Despite their familiarity with life’s final stage, it would be wrong to assume Vikara and his colleagues had an easier time coping with the fallout of the Coronavirus.

On the contrary, while the impact of the pandemic has spared almost no one and many have suffered devastating losses, few have experienced its human toll in quite the same way.

“As ‘you’re doing your job, you don’t understand the impact that it’s having on you emotionally and mentally.’  ‘You’re just focusing on getting the job done,’” Vikara said. “But when you get home, you sit there and you think, ‘I can’t believe what I just saw today.’”

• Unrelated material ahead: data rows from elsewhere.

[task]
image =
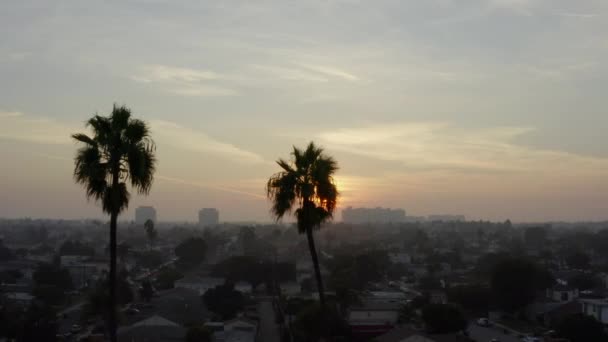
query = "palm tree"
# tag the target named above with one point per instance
(306, 183)
(151, 233)
(120, 151)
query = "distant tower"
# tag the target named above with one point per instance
(143, 214)
(208, 217)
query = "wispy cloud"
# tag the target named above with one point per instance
(576, 15)
(182, 137)
(10, 114)
(184, 81)
(433, 145)
(331, 71)
(175, 180)
(20, 127)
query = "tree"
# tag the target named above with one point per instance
(166, 278)
(515, 282)
(199, 334)
(151, 232)
(306, 183)
(146, 291)
(192, 251)
(120, 151)
(5, 253)
(581, 328)
(314, 322)
(224, 300)
(443, 318)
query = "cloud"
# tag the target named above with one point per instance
(331, 71)
(209, 186)
(184, 81)
(576, 15)
(186, 138)
(441, 146)
(20, 127)
(10, 114)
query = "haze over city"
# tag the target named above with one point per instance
(493, 109)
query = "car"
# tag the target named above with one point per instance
(483, 322)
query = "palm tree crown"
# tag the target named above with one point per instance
(119, 151)
(306, 180)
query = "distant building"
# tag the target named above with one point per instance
(446, 218)
(372, 215)
(208, 217)
(143, 214)
(597, 308)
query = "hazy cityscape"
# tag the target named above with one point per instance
(303, 171)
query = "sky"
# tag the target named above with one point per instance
(494, 109)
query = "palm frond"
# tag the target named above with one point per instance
(120, 117)
(84, 139)
(142, 165)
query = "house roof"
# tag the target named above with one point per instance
(156, 321)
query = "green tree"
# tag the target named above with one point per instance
(224, 300)
(166, 278)
(443, 318)
(306, 183)
(581, 328)
(120, 151)
(515, 282)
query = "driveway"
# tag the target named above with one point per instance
(269, 329)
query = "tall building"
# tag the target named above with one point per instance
(372, 215)
(143, 214)
(208, 217)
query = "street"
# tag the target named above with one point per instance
(269, 330)
(486, 334)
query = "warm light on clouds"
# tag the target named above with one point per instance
(493, 109)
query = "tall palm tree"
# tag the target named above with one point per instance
(120, 151)
(306, 183)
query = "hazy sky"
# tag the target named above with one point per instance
(493, 109)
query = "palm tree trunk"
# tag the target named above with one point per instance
(113, 325)
(315, 262)
(113, 224)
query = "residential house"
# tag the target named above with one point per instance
(153, 329)
(597, 308)
(372, 319)
(199, 284)
(562, 293)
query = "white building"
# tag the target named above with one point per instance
(208, 217)
(143, 214)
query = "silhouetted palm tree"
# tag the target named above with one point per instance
(120, 151)
(151, 233)
(306, 183)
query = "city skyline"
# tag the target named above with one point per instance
(415, 100)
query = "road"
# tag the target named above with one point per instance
(269, 329)
(483, 334)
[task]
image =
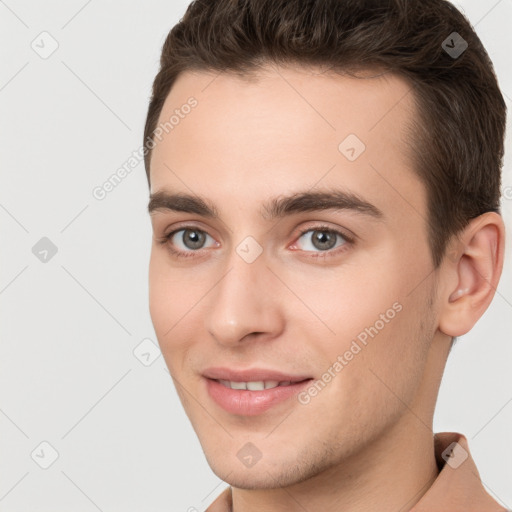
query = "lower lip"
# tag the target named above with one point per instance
(251, 403)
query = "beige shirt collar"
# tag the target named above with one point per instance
(457, 487)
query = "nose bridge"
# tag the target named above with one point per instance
(242, 301)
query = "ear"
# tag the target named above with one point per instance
(471, 271)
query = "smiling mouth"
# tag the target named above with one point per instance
(258, 385)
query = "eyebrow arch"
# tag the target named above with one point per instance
(276, 207)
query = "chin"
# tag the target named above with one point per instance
(263, 475)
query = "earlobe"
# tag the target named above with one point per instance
(476, 271)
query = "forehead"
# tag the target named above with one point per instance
(287, 128)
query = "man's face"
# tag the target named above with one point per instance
(344, 308)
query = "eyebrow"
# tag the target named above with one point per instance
(276, 207)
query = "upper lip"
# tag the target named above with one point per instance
(251, 375)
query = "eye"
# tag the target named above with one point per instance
(187, 240)
(321, 239)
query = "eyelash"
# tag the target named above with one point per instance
(322, 254)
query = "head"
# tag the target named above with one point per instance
(332, 189)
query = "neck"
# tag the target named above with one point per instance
(393, 473)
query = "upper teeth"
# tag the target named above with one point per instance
(258, 385)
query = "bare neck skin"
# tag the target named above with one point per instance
(391, 473)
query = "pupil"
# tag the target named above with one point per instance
(324, 240)
(193, 239)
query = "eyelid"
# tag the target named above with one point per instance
(319, 226)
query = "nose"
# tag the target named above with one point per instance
(245, 303)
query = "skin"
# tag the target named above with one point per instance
(366, 438)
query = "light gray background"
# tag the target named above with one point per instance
(68, 374)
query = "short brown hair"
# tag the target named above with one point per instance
(458, 137)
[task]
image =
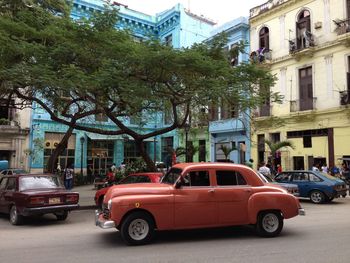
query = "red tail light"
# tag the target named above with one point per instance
(37, 200)
(72, 198)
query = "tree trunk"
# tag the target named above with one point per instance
(52, 163)
(149, 162)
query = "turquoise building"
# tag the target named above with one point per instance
(176, 27)
(230, 127)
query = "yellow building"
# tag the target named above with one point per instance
(305, 44)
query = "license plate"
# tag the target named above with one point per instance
(55, 200)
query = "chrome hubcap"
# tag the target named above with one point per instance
(138, 229)
(270, 223)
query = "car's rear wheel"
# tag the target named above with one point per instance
(317, 197)
(269, 224)
(61, 216)
(15, 218)
(137, 228)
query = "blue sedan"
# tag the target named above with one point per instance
(317, 186)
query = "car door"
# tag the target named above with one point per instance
(3, 184)
(301, 179)
(231, 195)
(195, 204)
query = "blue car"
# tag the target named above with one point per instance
(317, 186)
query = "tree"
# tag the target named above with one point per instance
(76, 70)
(275, 147)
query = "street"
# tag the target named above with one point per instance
(323, 235)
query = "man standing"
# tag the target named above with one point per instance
(265, 170)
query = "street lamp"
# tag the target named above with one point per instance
(187, 129)
(82, 141)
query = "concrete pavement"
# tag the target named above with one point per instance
(86, 196)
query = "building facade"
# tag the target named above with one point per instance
(176, 27)
(304, 43)
(230, 127)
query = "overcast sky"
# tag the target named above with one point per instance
(219, 11)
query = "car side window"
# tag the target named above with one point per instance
(300, 177)
(314, 178)
(283, 177)
(197, 178)
(3, 183)
(230, 178)
(11, 185)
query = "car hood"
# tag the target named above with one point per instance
(138, 189)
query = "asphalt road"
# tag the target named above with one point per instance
(323, 235)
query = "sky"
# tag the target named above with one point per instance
(220, 11)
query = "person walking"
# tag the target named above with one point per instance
(265, 170)
(68, 177)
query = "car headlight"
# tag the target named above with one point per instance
(110, 204)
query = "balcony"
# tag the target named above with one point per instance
(303, 104)
(343, 26)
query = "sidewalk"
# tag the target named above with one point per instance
(86, 196)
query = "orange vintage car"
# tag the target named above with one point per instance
(197, 195)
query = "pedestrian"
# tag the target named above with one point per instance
(324, 168)
(68, 177)
(249, 163)
(315, 168)
(265, 170)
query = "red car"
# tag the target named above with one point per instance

“I’ve been in the ‘death care industry’ for (22) years ‘and this is nothing like what I could have imagined or prepared for,’” he added. “I’d ‘come home and just couldn’t believe how many dead bodies I’d seen in one day.’  ‘It was so prolonged, day after day, it felt like it wasn’t going to end.’  ‘This will last a lifetime in your memories.’  ‘Hopefully, we’ll never see anything the likes of it again.’  ‘It’s truly mind-boggling.’”

On a normal day before the virus struck, the team at the Medical Examiner’s Office would see between five and 15 dead bodies.

But when the pandemic picked up speed back in the Spring - with the New York City Region becoming one of its epicenters - the numbers shot up.

“We ‘wound up getting trailers in the back of the building because we didn’t have room for all the bodies,’” Vikara recalls. “Our ‘highest count was (222) bodies at one time.’”

As Vikara confronted a situation he could never have foreseen, the one thing that didn’t change was his commitment to his job, his colleagues and the community he serves, according to Vikara’s colleague, Giorgio Mutino.

“There ‘were so many deceased bodies coming in at any one time and Mike was constantly there,’” says Mutino, who also serves as P president of the Medical Examiner’s Unit of Local 830. “He has ‘stepped up above and beyond what he needed to do.’”

For his service to his community, Vikara is a winner of AFSCME’s Never Quit Service Award, which recognizes Public Service Workers who go above and beyond the call of duty.